Third Generation (3G) technology is intended to revolutionize the capabilities of mobile communications and is becoming a reality. 3G mobile is expected to provide more enhanced services than are possible over existing cellular systems, including higher bit error rates services and greater capacity and service capability. Universal Mobile Telecommunications System (UMTS) is a 3G wireless protocol that is a part of the international Telecommunication Union’s IMT-2000 vision of a global family of 3G mobile communications, offering data rates up to 2Mbps. UMTS uses Wideband Code Division Multiple Access (WCDMA) to carry the radio transmissions. WCDMA uses direct spread spectrum with a chip rate of 3.84 Mcps and employs a 5MHz channel bandwidth (BW). A Node-B can support Frequency Division Duplex mode (FDD), Time Division Duplex mode (TDD) or dual-mode operation. In FDD mode, the uplink (from Node-B to mobiles), and the downlink (from mobiles to Node-B) are on different frequencies. Spreading factors vary from 256 to 4 for an FDD uplink and from 512 to 4 for an FDD downlink.
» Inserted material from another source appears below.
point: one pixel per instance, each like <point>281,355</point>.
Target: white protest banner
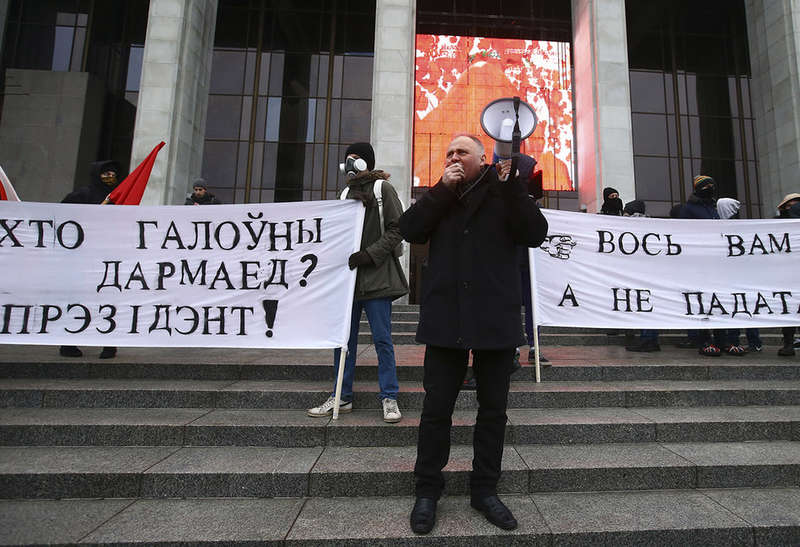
<point>637,272</point>
<point>260,275</point>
We propose a scheme that monitors the radio interface and notifies the TCP sender of any effects caused by the wireless link. The TCP end-to-end semantic is maintained but it is modified in order to adapt to the characteristics of the wireless environment. It is decided to use the OPNET for this study because

  • it supports the WLAN, UMTS and other wireless networking models
  • it is a well-designed and reliable networking tool that parallels the real-time network implementations
  • given the standard models and guides, it helps to gain knowledge in all aspects of networking
  • technical supportis available